FIELD: fire-fighting equipment.SUBSTANCE: invention relates to experimental research of fire safety of electrical installations, in particular to estimation of flammability of metal particles, formed during short circuits (KZ) of veins of electric wires and cables in emergency operation of electric networks. A method for estimating fire hazard of metal particles formed during short circuit and device for its implementation (variants) in which ignition of particles are produced in zone of short-circuit arc discharge with parameter equivalent to process under study, particles are dumped onto reference combustible material and in frequency ignitions determine probability of fire of material. In device in zone of short-circuit formation, conductive contact surface is made in form of two electrodes from conductors under investigation, which are fixed in insulated holders in such a way that, when in contact, they can intersect in mutually perpendicular planes and in case of short-circuiting they form fire-hazardous particles of investigated metal. Device has camera, at bottom of which there is set of cells with combustible material being studied.EFFECT: technical result is increase in reliability and accuracy of research.3 cl, 2 dwg

Description

The invention relates to the field of experimental study of the fire safety of electrical installations, in particular, to the assessment of the flammability of metal particles formed during short circuits (CI) of electrical conductors and cables in emergency operation of electrical networks.

Emergency modes of electrical installations, as well as their improper operation, annually account for more than 25% of all fires recorded in the country. In almost every major fire of one of the main versions of the cause of the fire, a “short circuit in the wiring” is put forward. The sources of ignition of combustible materials during a short circuit are both the arc discharge itself and burning metal particles flying from the KZ zone. Particles of metal, being carriers of high thermal energy, represent potential sources of fire, especially when it comes into contact with combustible materials (combustible dust, fabrics, plastics, wood, etc.).

A known method and device for studying the burning effect of an electric arc during a short circuit in fire hazardous environments (G.I.Smelkov. Fire hazard of electrical wiring under emergency conditions. - M.: Energoatomizdat, 1984, p. 52-53), containing a power transformer, a conductor, one of the ends of which is connected through a measurement unit, and a contactor to a power transformer, conducting a contact surface connected through a limiting resistance to a power transformer, an artificial short-circuit formation zone circuit in contact with the conductor.

The conductive contact surface is formed by the lateral surface of the steel pipe 0.5 m long. The conductor 1 m long is placed inside the pipe and has a bare section 5-6 mm long in contact with the zone of formation of artificial short circuit, made in the form of a section of the inner surface of the steel pipe. A loop oscilloscope was used as a measurement unit. A voltage of 220 V is applied between the conductor and the steel pipe. At the point of contact of the conductor and the portion of the inner surface of the side wall of the steel pipe, either an artificial short circuit through an electric arc or an artificial non-arc metal short circuit occurs.
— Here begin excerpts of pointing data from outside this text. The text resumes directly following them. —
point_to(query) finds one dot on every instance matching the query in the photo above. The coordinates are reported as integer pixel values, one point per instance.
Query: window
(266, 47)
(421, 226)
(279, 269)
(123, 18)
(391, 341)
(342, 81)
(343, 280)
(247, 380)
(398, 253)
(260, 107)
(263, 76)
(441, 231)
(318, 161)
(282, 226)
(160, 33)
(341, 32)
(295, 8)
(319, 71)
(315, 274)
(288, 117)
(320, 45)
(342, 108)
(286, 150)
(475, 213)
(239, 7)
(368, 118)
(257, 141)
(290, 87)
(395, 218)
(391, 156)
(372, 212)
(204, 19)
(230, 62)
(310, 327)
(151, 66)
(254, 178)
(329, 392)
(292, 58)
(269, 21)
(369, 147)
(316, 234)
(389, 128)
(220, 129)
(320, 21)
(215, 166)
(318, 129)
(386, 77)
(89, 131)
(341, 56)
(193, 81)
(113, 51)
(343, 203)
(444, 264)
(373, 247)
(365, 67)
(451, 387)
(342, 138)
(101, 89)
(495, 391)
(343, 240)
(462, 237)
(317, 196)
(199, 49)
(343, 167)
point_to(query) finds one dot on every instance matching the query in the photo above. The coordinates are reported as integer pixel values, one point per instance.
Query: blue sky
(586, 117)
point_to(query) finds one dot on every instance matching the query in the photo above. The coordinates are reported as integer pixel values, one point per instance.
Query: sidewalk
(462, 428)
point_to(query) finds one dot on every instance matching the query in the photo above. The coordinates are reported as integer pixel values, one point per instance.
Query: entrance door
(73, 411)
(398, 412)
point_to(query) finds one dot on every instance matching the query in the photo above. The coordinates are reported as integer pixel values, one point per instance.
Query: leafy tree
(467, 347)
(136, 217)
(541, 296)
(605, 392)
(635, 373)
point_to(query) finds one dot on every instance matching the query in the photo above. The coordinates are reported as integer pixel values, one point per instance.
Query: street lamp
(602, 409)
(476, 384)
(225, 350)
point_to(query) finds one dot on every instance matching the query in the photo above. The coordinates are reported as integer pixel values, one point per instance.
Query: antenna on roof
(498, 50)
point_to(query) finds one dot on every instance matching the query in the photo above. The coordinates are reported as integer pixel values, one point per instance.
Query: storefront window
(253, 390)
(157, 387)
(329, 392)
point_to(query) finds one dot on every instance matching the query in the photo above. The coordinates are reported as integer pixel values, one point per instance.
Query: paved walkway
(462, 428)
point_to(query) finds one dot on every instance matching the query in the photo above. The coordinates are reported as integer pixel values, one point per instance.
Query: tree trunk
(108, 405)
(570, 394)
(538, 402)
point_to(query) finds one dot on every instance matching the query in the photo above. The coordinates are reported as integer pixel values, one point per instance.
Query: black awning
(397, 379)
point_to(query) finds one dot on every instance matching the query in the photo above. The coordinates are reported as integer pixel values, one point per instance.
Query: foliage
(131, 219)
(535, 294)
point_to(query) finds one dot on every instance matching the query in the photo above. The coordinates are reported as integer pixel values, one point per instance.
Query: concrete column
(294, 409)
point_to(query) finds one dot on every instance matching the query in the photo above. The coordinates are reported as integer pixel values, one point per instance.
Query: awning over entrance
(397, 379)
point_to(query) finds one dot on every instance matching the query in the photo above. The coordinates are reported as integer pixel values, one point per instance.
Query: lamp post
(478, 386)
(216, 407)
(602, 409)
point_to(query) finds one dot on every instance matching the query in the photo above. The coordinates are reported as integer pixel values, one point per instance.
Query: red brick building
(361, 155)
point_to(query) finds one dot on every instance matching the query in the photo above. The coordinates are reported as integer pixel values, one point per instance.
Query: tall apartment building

As a result, the conductor is burned, or the exposed section of the conductor is welded to the portion of the inner surface of the side wall of the steel pipe. During the study, the instantaneous values of current and voltage are recorded by a loop oscilloscope, according to which the burning effect of the electric arc during a short circuit and the burning time are judged. The limit time for burning a conductor corresponds to the steady burning of an electric arc.

A device is known for studying the burning effect of an electric arc during a short circuit (RF Patent No. 2249826, IPC G01R 31/2, published April 10, 2005), which contains a power transformer, a conductor connected through a measuring unit and a contactor to a power transformer that conducts a contact surface connected through a limiting resistance to a power transformer, as well as an artificial short circuit zone in contact with the conductor. In this device, the zone of formation of artificial short circuit is made in the form of a uniform layer of powder graphite deposited on a conductive contact surface.
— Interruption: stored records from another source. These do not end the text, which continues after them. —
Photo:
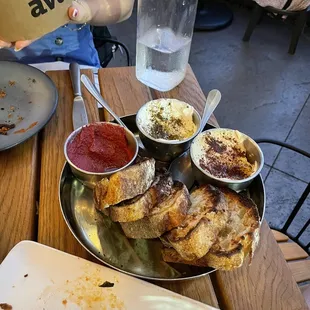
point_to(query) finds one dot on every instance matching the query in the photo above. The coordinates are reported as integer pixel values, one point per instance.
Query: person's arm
(100, 12)
(94, 12)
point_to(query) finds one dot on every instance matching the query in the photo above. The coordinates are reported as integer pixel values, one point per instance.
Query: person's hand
(79, 13)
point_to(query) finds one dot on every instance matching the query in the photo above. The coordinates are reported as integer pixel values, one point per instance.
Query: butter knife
(79, 115)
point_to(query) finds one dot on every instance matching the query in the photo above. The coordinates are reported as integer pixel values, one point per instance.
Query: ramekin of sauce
(98, 150)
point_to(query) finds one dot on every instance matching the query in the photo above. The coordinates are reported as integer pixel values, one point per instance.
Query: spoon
(181, 167)
(95, 93)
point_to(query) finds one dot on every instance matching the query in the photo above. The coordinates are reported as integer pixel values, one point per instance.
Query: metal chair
(300, 22)
(295, 252)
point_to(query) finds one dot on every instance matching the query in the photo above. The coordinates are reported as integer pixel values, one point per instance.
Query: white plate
(34, 276)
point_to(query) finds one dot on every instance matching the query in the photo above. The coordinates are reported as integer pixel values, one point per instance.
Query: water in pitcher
(162, 57)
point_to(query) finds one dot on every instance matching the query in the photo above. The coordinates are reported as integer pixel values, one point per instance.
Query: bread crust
(126, 184)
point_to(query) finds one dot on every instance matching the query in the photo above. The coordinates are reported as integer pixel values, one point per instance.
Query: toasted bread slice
(235, 242)
(126, 184)
(240, 236)
(167, 215)
(206, 218)
(139, 207)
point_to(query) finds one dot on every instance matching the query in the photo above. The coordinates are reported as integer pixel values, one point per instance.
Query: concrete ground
(265, 93)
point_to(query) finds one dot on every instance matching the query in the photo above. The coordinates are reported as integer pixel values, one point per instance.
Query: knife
(79, 115)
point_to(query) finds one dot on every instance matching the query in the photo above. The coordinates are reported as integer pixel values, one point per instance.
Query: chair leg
(255, 18)
(297, 30)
The disadvantages of the above method and device for studying the burning effect of an electric arc is the limitation of their use to answer the question about the incendiary ability of metal particles formed in the short circuit zone.

A known method for determining the involvement of metal particles during short circuits in electrical wiring to the occurrence of fires (GI Smelkov and others. Methods for determining the involvement of emergency conditions in fires in electrical devices. M: Stroyizdat, 1980, 58 S.). A sample of solid combustible material is taken from the fire site and a group of its combustibility is established, depending on which, according to the tabular data, the probability of material ignition is determined. However, the accuracy of the results obtained is very unsatisfactory due to the huge amount of combustible substances that do not have the necessary tabular values.

Closest to the proposed invention by its technical nature and the achieved result is a method for determining the fire hazard of metal particles (Copyright certificate SU No. 834484, Bull. No. 20, 1981), adopted as a prototype of the claimed technical solution.

The metal particle under investigation is weighed in a high-frequency electromagnetic field, ignited, for example, from the arc of a plasma torch, blown through with an air flow at a rate that varies according to the law of particle incidence in the air, and its thermal energy is determined, for example, by the calorimetric method. The thermal energy obtained and the particle surface area determine its energy density. Comparing the obtained value of the particle energy density with the ignition energy density of the combustible material taken from the reference data, one can judge the fire hazard of a particle of a certain metal relative to a given combustible material and for a specific drop height.

The disadvantage of the described method is the low accuracy and reliability of the research results due to the large number of assumptions in the calculations, as well as the high cost and complexity of the equipment used (high-frequency high-power installation, plasmatron, precision microcalorimeter, wind tunnel with adjustable air flow and various measuring instruments and equipment).

The objective of the present invention is to increase the reliability and accuracy of ongoing research, as well as expanding the scope of the data obtained, for example, conducting expert assessments in fire cases.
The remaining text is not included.